The Third Cliff House
Dr. Emma Merritt, daughter of Adolph Sutro, along with John Tait and his group of investors rebuilt the Cliff House on behalf of the Sutro estate at a cost of $75,000. It was neoclassical in design and carried on the tradition of sumptuous dining and great entertainment. Built with steel reinforcing bar and poured concrete, this Cliff House was certain to still be standing 100 years later.
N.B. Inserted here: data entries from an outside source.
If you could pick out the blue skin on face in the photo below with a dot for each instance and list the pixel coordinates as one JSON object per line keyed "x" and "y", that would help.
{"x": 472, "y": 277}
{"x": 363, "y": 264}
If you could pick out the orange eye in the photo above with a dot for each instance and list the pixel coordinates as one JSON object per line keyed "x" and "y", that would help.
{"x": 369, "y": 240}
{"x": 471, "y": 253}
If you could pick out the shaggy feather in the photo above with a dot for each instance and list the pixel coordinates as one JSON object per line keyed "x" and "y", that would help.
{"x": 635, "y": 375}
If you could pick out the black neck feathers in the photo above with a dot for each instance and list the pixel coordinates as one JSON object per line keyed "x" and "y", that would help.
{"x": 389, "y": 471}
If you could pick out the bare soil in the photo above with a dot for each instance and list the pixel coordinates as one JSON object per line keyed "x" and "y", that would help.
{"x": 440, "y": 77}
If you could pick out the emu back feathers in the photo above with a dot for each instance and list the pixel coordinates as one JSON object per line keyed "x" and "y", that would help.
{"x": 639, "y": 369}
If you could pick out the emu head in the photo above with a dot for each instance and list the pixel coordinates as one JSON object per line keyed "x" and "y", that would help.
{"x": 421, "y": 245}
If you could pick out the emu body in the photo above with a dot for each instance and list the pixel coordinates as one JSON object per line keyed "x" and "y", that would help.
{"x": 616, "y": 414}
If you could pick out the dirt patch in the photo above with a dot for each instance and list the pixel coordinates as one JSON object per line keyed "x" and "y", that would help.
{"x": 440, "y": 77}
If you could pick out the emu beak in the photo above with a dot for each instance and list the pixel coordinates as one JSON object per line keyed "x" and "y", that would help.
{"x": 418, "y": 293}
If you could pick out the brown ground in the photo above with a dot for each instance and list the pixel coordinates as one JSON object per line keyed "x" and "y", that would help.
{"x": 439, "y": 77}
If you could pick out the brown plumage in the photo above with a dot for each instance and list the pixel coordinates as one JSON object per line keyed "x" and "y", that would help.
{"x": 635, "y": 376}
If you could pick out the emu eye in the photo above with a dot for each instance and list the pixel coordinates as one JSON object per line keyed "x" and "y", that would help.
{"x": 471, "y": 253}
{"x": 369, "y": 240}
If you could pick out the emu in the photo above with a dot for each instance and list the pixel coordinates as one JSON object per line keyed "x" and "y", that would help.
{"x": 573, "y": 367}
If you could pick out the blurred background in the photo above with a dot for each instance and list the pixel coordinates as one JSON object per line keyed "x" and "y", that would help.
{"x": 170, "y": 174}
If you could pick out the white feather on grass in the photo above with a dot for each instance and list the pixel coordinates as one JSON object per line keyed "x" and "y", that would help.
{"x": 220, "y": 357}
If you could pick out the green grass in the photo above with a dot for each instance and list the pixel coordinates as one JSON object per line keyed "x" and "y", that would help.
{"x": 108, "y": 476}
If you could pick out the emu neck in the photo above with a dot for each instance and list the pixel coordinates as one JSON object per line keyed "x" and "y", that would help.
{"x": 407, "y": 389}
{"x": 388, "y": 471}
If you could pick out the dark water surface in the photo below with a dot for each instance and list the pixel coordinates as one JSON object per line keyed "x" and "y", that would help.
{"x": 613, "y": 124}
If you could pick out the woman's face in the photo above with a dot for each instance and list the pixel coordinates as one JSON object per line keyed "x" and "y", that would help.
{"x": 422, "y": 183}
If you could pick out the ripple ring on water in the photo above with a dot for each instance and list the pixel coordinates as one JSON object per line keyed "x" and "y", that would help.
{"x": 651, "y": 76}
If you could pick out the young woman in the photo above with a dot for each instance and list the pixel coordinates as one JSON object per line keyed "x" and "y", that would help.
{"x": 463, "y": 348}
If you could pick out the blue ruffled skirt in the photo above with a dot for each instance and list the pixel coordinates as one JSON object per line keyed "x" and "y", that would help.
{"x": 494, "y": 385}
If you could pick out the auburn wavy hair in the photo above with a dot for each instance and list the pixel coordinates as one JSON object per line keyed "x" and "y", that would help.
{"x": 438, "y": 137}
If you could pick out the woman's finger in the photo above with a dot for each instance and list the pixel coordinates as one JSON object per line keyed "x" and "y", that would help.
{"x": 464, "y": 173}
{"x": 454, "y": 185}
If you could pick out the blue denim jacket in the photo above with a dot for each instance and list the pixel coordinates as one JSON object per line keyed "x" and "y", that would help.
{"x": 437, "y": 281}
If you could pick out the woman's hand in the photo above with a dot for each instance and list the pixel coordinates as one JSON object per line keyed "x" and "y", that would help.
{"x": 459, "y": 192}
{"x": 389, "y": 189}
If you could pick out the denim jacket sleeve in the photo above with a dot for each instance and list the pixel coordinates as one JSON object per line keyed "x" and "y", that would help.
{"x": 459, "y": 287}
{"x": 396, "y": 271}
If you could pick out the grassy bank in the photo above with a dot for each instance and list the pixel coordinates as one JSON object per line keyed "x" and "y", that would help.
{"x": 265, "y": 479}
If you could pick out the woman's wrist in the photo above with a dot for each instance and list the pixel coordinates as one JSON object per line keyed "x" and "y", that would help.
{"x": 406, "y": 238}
Tait reopened the third version of the Cliff House on July 1, 1909; although more modest in design, it still provided a ballroom for dancing as well as fine dining rooms and its breathtaking views.
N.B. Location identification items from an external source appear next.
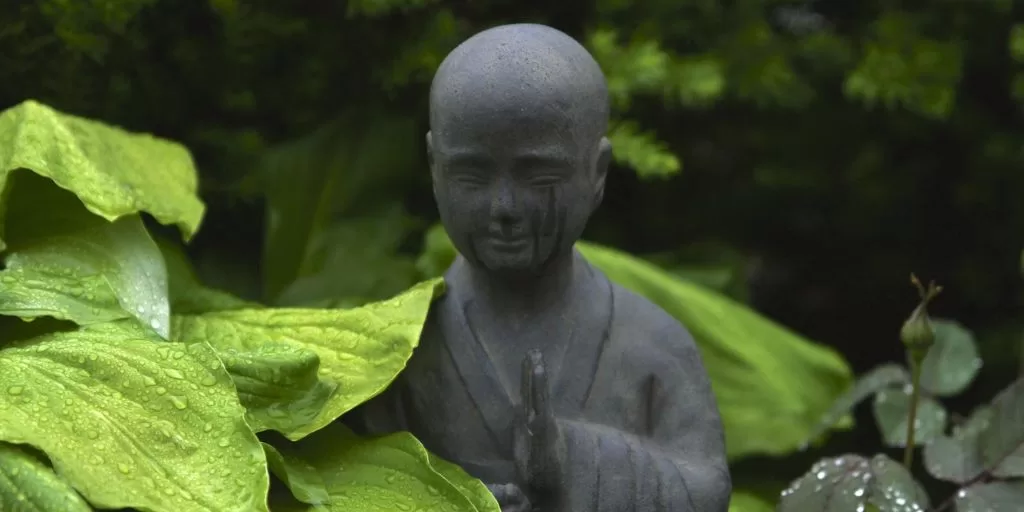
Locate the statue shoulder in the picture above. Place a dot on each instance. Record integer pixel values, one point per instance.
(645, 325)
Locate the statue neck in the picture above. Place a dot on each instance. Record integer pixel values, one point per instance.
(524, 293)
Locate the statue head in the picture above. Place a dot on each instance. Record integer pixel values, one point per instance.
(516, 145)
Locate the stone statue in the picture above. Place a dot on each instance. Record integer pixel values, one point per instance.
(560, 390)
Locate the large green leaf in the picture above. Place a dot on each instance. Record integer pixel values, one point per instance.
(29, 484)
(276, 354)
(187, 294)
(382, 474)
(311, 180)
(772, 386)
(892, 409)
(952, 361)
(133, 422)
(99, 273)
(68, 263)
(113, 172)
(852, 482)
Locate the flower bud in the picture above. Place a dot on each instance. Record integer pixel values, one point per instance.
(916, 334)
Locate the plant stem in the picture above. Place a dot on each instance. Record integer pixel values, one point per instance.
(912, 418)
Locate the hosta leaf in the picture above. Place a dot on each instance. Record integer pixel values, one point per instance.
(952, 363)
(381, 474)
(994, 497)
(107, 272)
(302, 478)
(854, 482)
(359, 352)
(133, 422)
(113, 172)
(279, 384)
(957, 458)
(892, 409)
(28, 483)
(871, 382)
(187, 295)
(772, 386)
(70, 264)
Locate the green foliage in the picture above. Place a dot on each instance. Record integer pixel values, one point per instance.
(393, 472)
(770, 393)
(982, 455)
(27, 479)
(130, 420)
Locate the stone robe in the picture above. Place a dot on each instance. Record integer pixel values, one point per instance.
(641, 426)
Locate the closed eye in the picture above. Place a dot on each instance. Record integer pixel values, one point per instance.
(546, 180)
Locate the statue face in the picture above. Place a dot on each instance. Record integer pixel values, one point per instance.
(513, 186)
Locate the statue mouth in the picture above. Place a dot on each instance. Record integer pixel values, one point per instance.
(505, 244)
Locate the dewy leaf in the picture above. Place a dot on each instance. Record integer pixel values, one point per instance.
(381, 474)
(952, 361)
(854, 482)
(114, 172)
(991, 441)
(133, 423)
(68, 263)
(279, 385)
(187, 295)
(28, 483)
(772, 385)
(303, 479)
(957, 458)
(360, 351)
(871, 382)
(892, 408)
(1003, 441)
(990, 497)
(110, 271)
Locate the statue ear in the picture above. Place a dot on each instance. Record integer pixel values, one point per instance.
(430, 152)
(601, 170)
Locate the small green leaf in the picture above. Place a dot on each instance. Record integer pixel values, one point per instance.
(133, 422)
(991, 441)
(854, 482)
(990, 497)
(359, 352)
(952, 361)
(772, 386)
(393, 472)
(641, 152)
(868, 384)
(27, 483)
(302, 478)
(955, 458)
(891, 410)
(1003, 441)
(115, 173)
(107, 271)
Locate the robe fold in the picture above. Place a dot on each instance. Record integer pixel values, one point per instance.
(641, 427)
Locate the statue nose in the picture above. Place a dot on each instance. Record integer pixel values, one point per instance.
(503, 204)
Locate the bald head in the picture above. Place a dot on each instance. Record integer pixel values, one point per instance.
(521, 69)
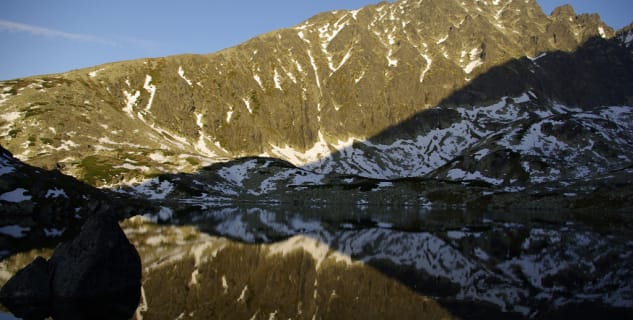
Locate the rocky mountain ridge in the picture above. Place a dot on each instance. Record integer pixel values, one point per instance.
(302, 93)
(478, 152)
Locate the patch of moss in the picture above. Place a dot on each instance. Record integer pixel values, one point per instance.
(47, 141)
(13, 133)
(97, 170)
(193, 161)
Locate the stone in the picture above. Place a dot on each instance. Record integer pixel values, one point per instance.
(99, 263)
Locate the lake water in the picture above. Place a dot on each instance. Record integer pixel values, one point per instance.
(287, 261)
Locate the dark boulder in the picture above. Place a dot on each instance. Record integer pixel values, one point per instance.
(96, 275)
(99, 263)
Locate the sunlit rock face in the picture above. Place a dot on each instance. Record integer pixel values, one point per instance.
(344, 84)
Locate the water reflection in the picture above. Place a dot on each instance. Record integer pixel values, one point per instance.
(476, 264)
(526, 263)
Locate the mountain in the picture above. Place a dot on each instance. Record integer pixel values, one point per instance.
(478, 152)
(302, 93)
(41, 207)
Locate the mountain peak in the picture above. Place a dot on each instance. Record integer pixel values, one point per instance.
(295, 93)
In 1918 the Cliff House was shut down due to military orders signed by the President of the United States, “all establishments within a half mile of military installations are to halt the sale of liquor.” John Tait and his group of investors did not believe the Cliff House could continue to operate without liquore and decided to close it. In December of 1920 Shorty Roberts leased the Cliff House from Charles Sutro. During prohibition a dry Cliff House lacked its previous draw, so Roberts shut down all operations in 1925. Roberts was famous for Roberts-at-the-Beach restaurant located at Great Highway and Rivera Street and later opened Roberts-at-the-Beach motel, which continued to operate until 2008.
Purchased by George and Leo Whitney, the owners of Playland, in December 1937, the Cliff House was extensively remodeled and reopened in August of 1938. The Golden Gate National Recreation Area acquired the Cliff House in 1977.